The Article 51 Framework Under Stress

The UN Charter's self-defense provision has been invoked in conflicts ranging from the 1982 Falklands War to the post-9/11 operations in Afghanistan. The pattern is familiar: states act first, notify the Security Council, and the Council debates without typically reaching binding resolutions when a P5 member — in this case the United States — holds veto power. Russia and China are structurally positioned to condemn the strikes in any draft resolution; the US is structurally positioned to block it. The Council's role, in practical terms, becomes one of ventilation rather than adjudication.

What differs here from prior invocations is the bilateral character of the Article 51 notification. Two sovereign states filing simultaneously, with coordinated operational timelines, suggests a level of pre-conflict legal and military integration that is uncommon in the post-Cold War record. It also means any accountability or ceasefire mechanism must address both actors as a unit — a complication for any mediator, whether that is Qatar, Oman, or a UN special envoy.

The Escalation Logic — and Its Limits

We have seen this escalation architecture before. The 1980 Iraqi invasion of Iran, the 2006 Israel-Hezbollah war, and the 2019-2020 US-Iran exchange following the Soleimani strike all followed a similar gradient: a triggering event, a proportional or disproportional response, mutual escalatory signaling, and then — eventually — an off-ramp brokered through back channels rather than front-channel diplomacy.

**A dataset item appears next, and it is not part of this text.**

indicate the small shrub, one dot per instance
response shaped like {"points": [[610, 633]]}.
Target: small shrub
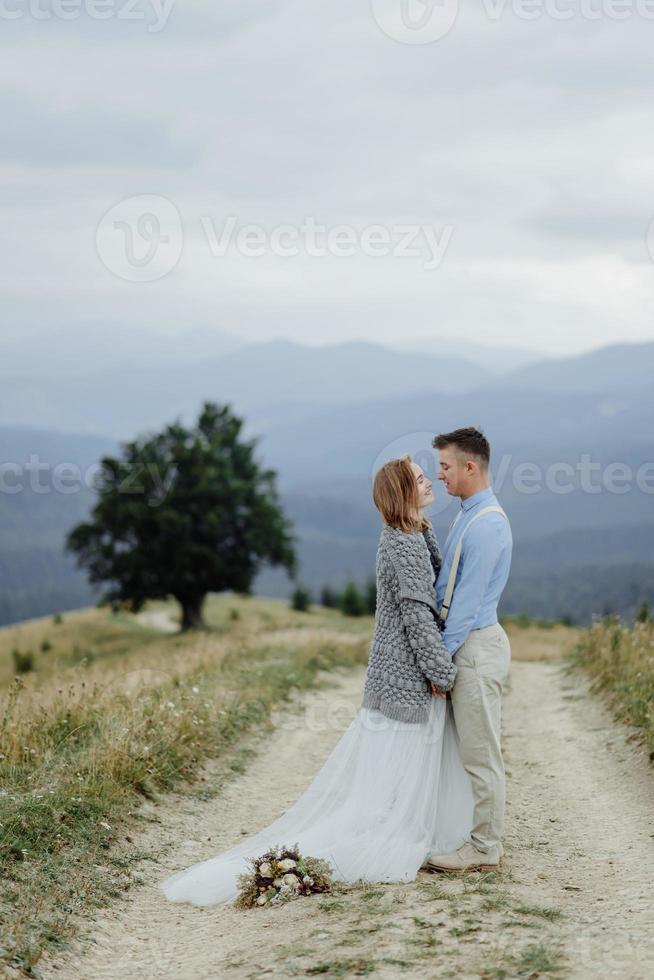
{"points": [[300, 599], [370, 596], [23, 662], [352, 603], [328, 598]]}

What distinguished those episodes from the current situation is that none involved direct, declared, state-on-state combat between the United States and Iran on Iranian territory. The psychological and political thresholds crossed on 28 February 2026 are categorically higher.

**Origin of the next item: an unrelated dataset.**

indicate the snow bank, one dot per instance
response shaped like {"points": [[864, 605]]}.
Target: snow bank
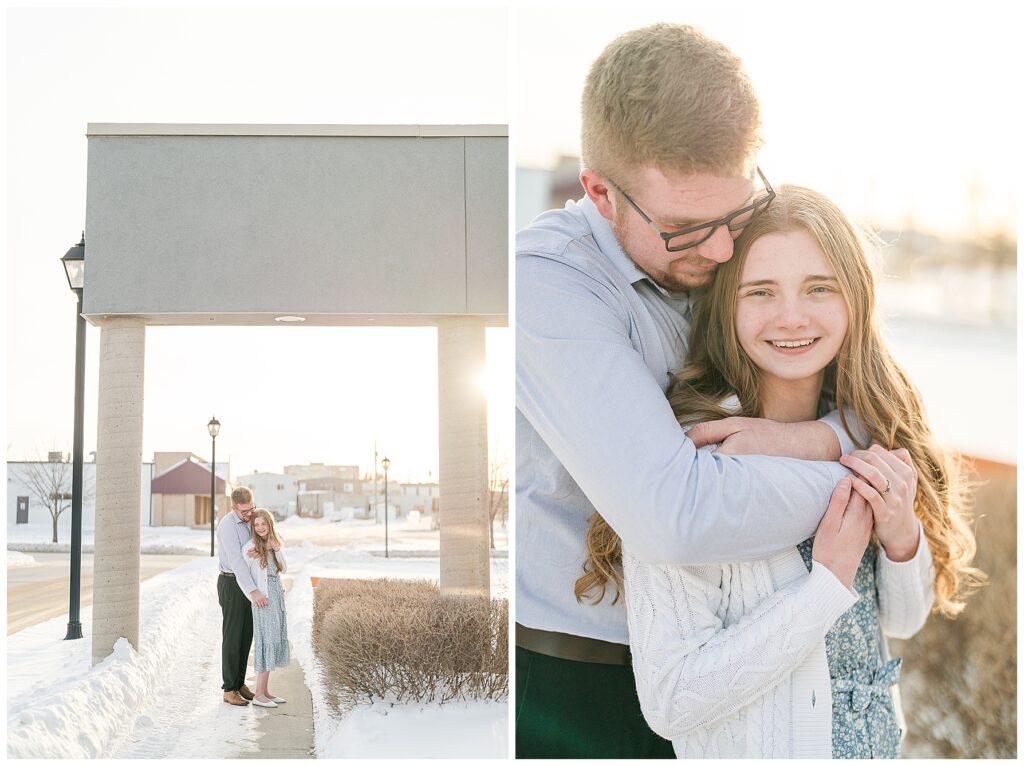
{"points": [[15, 560], [57, 707], [451, 730]]}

The escalation ceiling in this conflict is not primarily determined by military capability — both the US and Iran have significant residual force — but by the domestic political constraints and the tolerance of regional actors. For Tehran, the calculus of continued strikes against Gulf infrastructure risks fracturing relationships with states it has cultivated as economic lifelines under the sanctions regime. For Washington, each day of active combat carries congressional authorization questions and coalition management costs. For Israel, Operation Roaring Lion adds a new front to an already-extended operational posture.

What Comes Next

The immediate variables to watch are ceasefire signaling, humanitarian access, and the posture of non-belligerent regional actors. A ceasefire — a formal agreement to halt offensive military operations — would require at minimum a secure channel between US and Iranian interlocutors, almost certainly through an intermediary. Oman has historically served that function; the viability of that channel under current conditions is unknown.

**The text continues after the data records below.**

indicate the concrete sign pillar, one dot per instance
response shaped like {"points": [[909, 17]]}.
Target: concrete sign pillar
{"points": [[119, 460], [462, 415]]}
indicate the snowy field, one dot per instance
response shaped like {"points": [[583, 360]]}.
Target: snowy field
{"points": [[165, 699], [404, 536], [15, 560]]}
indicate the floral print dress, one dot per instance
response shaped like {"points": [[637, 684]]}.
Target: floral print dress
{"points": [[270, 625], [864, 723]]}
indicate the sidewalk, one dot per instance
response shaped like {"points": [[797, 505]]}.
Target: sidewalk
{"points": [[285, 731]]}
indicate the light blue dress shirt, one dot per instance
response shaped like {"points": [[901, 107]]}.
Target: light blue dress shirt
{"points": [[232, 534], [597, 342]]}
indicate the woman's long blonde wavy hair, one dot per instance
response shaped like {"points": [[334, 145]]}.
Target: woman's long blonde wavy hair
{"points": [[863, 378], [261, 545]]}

Humanitarian access across the affected zone — Israel, Iran, and the Gulf states that received Iranian strikes — is a parallel urgent concern. The UN and Red Cross/Red Crescent movement have protocols for requesting humanitarian corridors in active conflict zones, but their effectiveness depends on belligerent consent. With three states effectively engaged in active hostilities and Gulf states experiencing indirect strike effects, coordinating access frameworks will require parallel tracks.

The longer-term question is structural. A direct US-Iran military conflict, even if bounded and short-duration, changes the baseline assumptions that have governed Gulf security for four decades. Defense pacts will be re-examined, basing arrangements renegotiated, and the risk premium on regional energy infrastructure will reprice immediately — with downstream effects on global oil markets that have barely begun to be absorbed.

The map of Middle Eastern security, drawn and redrawn since 1979, is being redrawn again. The lines are not yet dry.